His brother, Anthony “The Dog” Dirrell, also a super middleweight, turned professional with Andre and the two have fought their first three bouts on the same card. Last night, he scored a 2nd round TKO over Larry Brothers (5-14-2). “I was real confident about the fight going into it,” says Anthony. “I used my combinations, switched up on the guy confusing him a little a bit.” Anthony used a left hook to put Brothers on the canvas in the first round. In the second, he fired a hard right cross that forced Brothers’ manager to throw in the towel. Anthony punctuated his victory with a back flip.

The hard-punching Anthony is now 3-0 as well and none of his fights have gone the distance. “He [Anthony] likes to brawl up to the point where he could tire himself out in the later rounds,” says Andre. “If a dude brings it, he’s going to bring it. And that’s usually me too, but I like to take my time and pick my shots.”

Having both Dirrells on the same card has proven to have drawing power and is something they both hope to continue. “After that Laila Ali fight, when we were both on the same card, we pretty much took the show because everyone knew our name after that,” says Andre.

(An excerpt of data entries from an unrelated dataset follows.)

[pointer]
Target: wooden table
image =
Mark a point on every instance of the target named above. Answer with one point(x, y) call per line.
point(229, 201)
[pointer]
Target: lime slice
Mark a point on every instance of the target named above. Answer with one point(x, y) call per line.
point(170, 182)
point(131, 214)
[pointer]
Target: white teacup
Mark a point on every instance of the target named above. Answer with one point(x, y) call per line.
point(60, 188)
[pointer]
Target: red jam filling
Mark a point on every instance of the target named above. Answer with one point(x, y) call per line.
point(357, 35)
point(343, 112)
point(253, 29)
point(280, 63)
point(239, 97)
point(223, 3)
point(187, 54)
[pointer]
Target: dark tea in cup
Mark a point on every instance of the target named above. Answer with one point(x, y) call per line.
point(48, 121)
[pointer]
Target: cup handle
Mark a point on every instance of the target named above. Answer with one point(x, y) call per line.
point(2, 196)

The Dirrell brothers will continue fighting on the same card until one of them fights for a title belt. Andre plans on that being around 13th or 14th fight but is already saying he cannot wait to get a hold of IBF super middleweight champion Jeff “Left Hook” Lacy, another highly touted middleweight contender. “If I was in 12-round shape, I’d take out Jermain [Taylor] right now,” he says.

Whatever success comes towards Andre’s or Anthony’s way, they owe a lot of it to Bumper. They clearly realize that as both of them have Bumper’s face tattooed on their backs. “He’s ridden our backs our whole life,” says Andre. “He’s kept us on the right track. We didn’t have a father figure and so he was our father figure and we always looked up to him.”

“Me and my brother went to his house at nine and ten [years old] and it’s been a success from there,” says Anthony. “He’s a good grandfather, coach, manager and dad.”

Bumper has trained several members of the Dirrell family but has experienced the most success with Andre and Anthony. Bumper currently serves as Andre’s and Anthony’s manager because, as Andre wisely says, “You’re always ahead of the game as long as you don’t sign any papers.”

Andre is also one step ahead of the game in giving back to the town he says is on top of the charts. “The last [business] meeting we had, we started thinking about the name of a rec center, youth center, for the kids,” says Andre.

If the Dirrell brothers keep running up wins like tonight’s, it will not take them long to help out their hometown, which they say is poorly portrayed across the country. “They only see the negative of Flint because don’t too many people come out of the limelight in Flint and that’s what we gotta do is get ‘em out there.”

In the main event, super middleweight Henry “Sugar Poo” Buchanan scored a 6th round TKO over Julio Jean (5-5-1), improving his record to 9-0. On the undercard, Reggie “The Mechanic” Holly scored a unanimous decision over the fittingly name “Terrible” Terrance Watson (0-3-0) in a welterweight bout.